Social media influence on decision-making process in a "Liquid modernity": word of mouth as the main prescriber

by Laurent François

Zygmunt Bauman developped a very interesting sociological theory called “Liquid Modernity”.

Here are the centerpiece ideas :

“One of our purposes today is to consider the relations between the shift from solid, defined, localised, territorialised, nation-bound modernity to that which Bauman names as liquid: catching up in this phrase the effects of globalisation, migration, nomadism, tourism, the effects of world wide webs and internets, socket free phones and texters, a world and subjectivities redefined by interaction with the huge and fascinating potentials of new technologies and information systems.”

For ages, when you had to solve problems, things were pretty easy : you had to go to Church, to your family or to your administration to find a solution. The other point is that you mainly had to solve material problems like “how to stop starving? how to feel safe whereas there’s the war? how to feed my children?” etc. I summed up very briefly, I know, I beg your pardon.
Now things have changed : in our post-modern Western societies (I stereotype again, sorry sorry !), we experience a paradox. We probably have less material problems like killing a wolf, but in the meantime we have hundreds of little immaterial risks to anticipate, postpone and sometimes figure out. You have to think of your health insurance, of your children future University enrollment, of your ex-wife new boyfriends, and even of your online reputation for your next employer.
So many instant questions to answer and really less time.

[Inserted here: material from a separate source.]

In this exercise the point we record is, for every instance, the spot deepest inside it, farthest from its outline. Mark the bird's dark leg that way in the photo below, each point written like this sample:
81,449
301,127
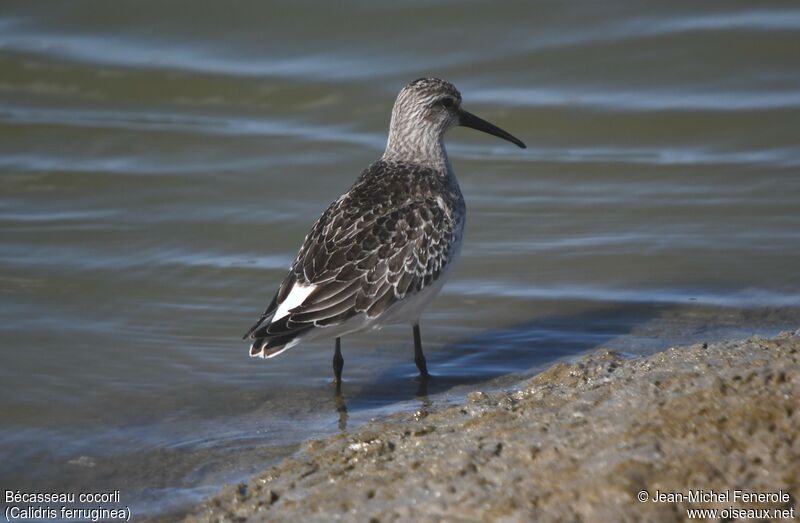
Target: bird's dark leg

Then how do you find a quick path to key information in this liquid modernity?
The answers are…

peers through word-of-mouth (offline, online) !!!

source: sfnblog

The people have a very strong asset : they talk to you (re-damn), they have an opinion & express it (re-re-damn) so as if you look for an insight, you probably have more confidence in a consumers’ review that will influence your decision-making process.

As a citizen-consumer, you will need a map in this ocean of information :

“The point is that you can get where you are going without a map. You can ask a stranger on the street, pull over to a gas station or wander around until you eventually find it. But maps always seem to help us find our way and can help others feel reassured about where we are going. Maps are great—we can still explore with them, but it’s just good to know that they’re there when we need them. Without them, we might still find out way—though getting lost is never all that much fun.”